Godflesh
Streetcleaner
[Earache]
When I initially bought this album, I did not know what to expect, since all I
knew about Godflesh was that it had Justin Broadrick but it was very different
from Napalm Death. The first time I listened to it, I noticed where the soul
from Napalm Death’s music had gone. It’s all there, in Godflesh!!

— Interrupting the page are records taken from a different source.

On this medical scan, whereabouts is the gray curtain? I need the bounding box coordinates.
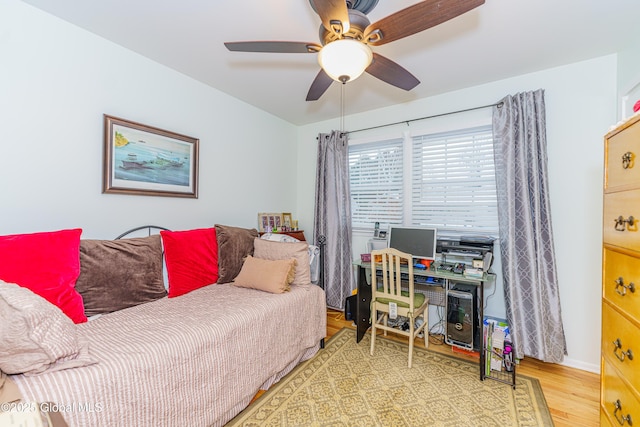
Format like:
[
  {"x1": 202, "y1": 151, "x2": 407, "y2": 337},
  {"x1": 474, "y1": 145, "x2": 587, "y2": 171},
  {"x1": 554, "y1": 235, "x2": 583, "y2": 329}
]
[
  {"x1": 313, "y1": 130, "x2": 352, "y2": 310},
  {"x1": 493, "y1": 89, "x2": 567, "y2": 363}
]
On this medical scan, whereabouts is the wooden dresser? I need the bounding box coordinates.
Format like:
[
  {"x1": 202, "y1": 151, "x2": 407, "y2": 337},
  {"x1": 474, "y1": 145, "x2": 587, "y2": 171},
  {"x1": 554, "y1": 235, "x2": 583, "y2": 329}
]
[{"x1": 600, "y1": 115, "x2": 640, "y2": 426}]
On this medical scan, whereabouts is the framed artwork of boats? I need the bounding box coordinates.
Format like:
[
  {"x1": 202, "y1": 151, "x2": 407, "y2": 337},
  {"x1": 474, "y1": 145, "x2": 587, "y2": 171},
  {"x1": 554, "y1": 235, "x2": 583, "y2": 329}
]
[{"x1": 102, "y1": 114, "x2": 200, "y2": 198}]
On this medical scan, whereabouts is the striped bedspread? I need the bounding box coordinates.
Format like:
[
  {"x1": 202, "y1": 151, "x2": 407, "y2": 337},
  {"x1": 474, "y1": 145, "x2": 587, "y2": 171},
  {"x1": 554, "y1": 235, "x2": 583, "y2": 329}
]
[{"x1": 12, "y1": 284, "x2": 326, "y2": 427}]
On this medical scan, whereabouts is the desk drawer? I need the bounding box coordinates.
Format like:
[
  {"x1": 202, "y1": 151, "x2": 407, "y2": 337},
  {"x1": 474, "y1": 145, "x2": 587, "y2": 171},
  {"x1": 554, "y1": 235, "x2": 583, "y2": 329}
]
[
  {"x1": 602, "y1": 301, "x2": 640, "y2": 388},
  {"x1": 601, "y1": 360, "x2": 640, "y2": 425},
  {"x1": 603, "y1": 191, "x2": 640, "y2": 251},
  {"x1": 604, "y1": 116, "x2": 640, "y2": 190},
  {"x1": 602, "y1": 248, "x2": 640, "y2": 324}
]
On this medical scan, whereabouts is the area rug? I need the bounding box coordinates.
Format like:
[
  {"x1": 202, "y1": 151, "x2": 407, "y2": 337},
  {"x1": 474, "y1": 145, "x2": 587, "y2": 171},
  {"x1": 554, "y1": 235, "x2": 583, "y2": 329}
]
[{"x1": 228, "y1": 328, "x2": 553, "y2": 427}]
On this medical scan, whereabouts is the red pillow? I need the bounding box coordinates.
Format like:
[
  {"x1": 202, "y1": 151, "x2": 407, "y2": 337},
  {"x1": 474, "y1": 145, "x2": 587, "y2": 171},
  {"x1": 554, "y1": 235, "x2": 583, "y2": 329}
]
[
  {"x1": 0, "y1": 228, "x2": 87, "y2": 323},
  {"x1": 160, "y1": 228, "x2": 218, "y2": 298}
]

After Broadrick left, ND turned into a commercial, political and trendy industry
of forgettable songs. Godflesh carries onward the legacy of grindcore to areas
overlapping doom and industrial, to create a monument of urban depression,
aggression and deep nihilism, structured and kept together by a deep sense of
rationality, logic and simple hope.
The music of Godflesh is mostly mid-paced, heavy and distorted. The guitars and
bass are often treated with a fair amount of feedback and the result is brutal,
but very beautiful for one who has an appreciative eye for industrial darkness
and coldness for reality. There is an enormous amount of awareness in this
music. The riffs are simple, repeating, innovative and logical. Winter’s unique
"Into Darkness" comes to mind.
This is not "industrial music" in the sense that it would be mechanically
crafted without purpose or without direction. There is a definite direction.

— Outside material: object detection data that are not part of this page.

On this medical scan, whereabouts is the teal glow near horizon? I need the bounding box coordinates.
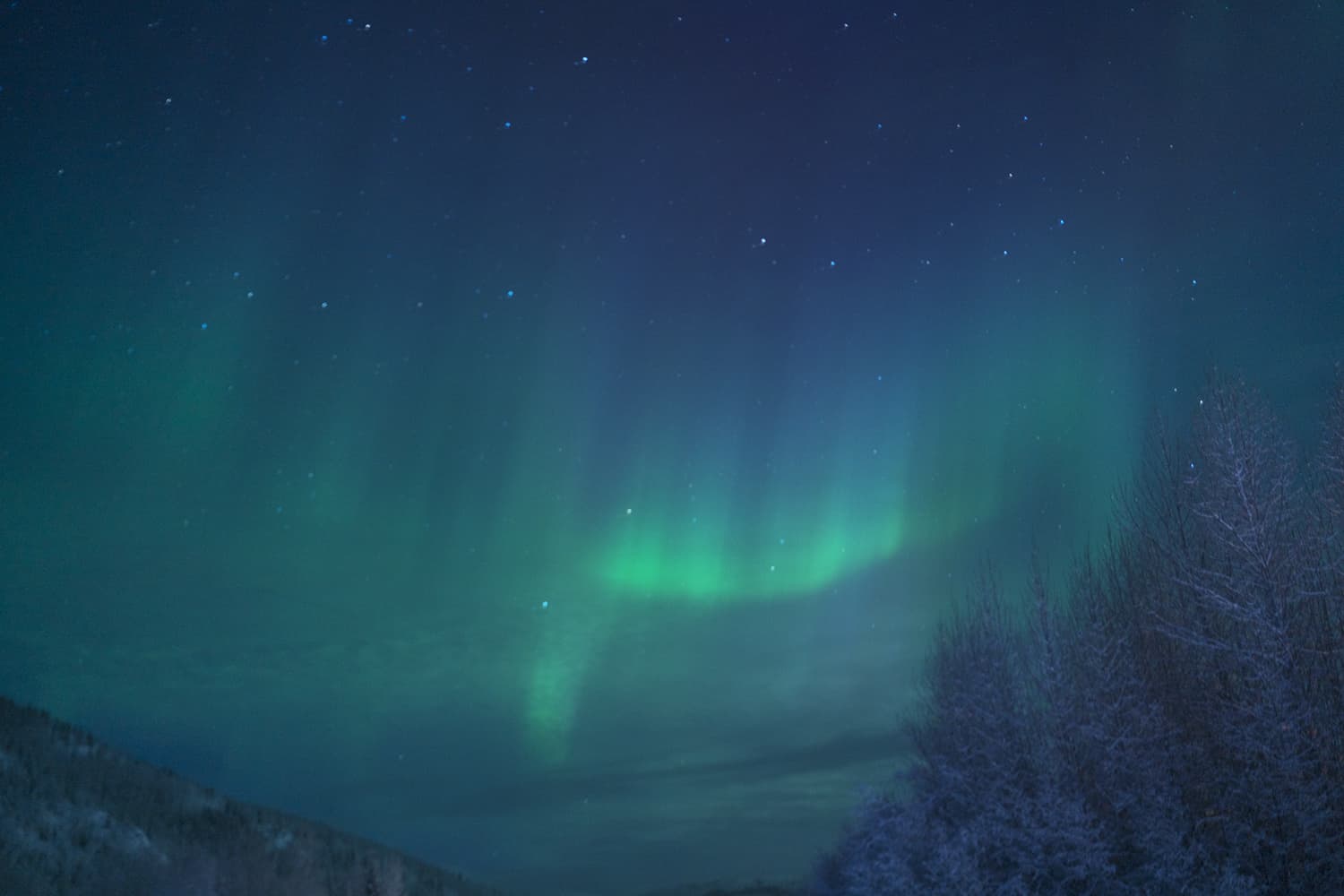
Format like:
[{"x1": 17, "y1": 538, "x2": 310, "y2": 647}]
[{"x1": 0, "y1": 3, "x2": 1344, "y2": 896}]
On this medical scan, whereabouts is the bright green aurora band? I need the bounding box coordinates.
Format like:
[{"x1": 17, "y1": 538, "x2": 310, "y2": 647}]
[{"x1": 13, "y1": 268, "x2": 1142, "y2": 764}]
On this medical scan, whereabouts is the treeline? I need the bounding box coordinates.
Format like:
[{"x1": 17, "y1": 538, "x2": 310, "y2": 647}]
[
  {"x1": 817, "y1": 375, "x2": 1344, "y2": 896},
  {"x1": 0, "y1": 697, "x2": 497, "y2": 896}
]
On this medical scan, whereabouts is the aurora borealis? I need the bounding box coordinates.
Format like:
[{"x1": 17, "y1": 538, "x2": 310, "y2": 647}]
[{"x1": 0, "y1": 1, "x2": 1344, "y2": 896}]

This music makes a deeper statement than any shallow, political,
rebellious-for-the-sake-of-rebelling punk/grind record ever could!
The bass is very powerful and audible. Godflesh might work best listened from a
vinyl format. The guitar rarely performs "solos" as such. Rather, it is
constantly on the move, creating strange dissonances and wailing in cold anger
and fury. Drums are handled by an excellently programmed drum-machine that never
suffers from an overt simplicity. The coldness of sound and the mechanic drum
beats create an image of a factory, one that creates death and pain for the
vulture flock of consumers to feast upon.
Hate your society and it’s supporters. They deserve it.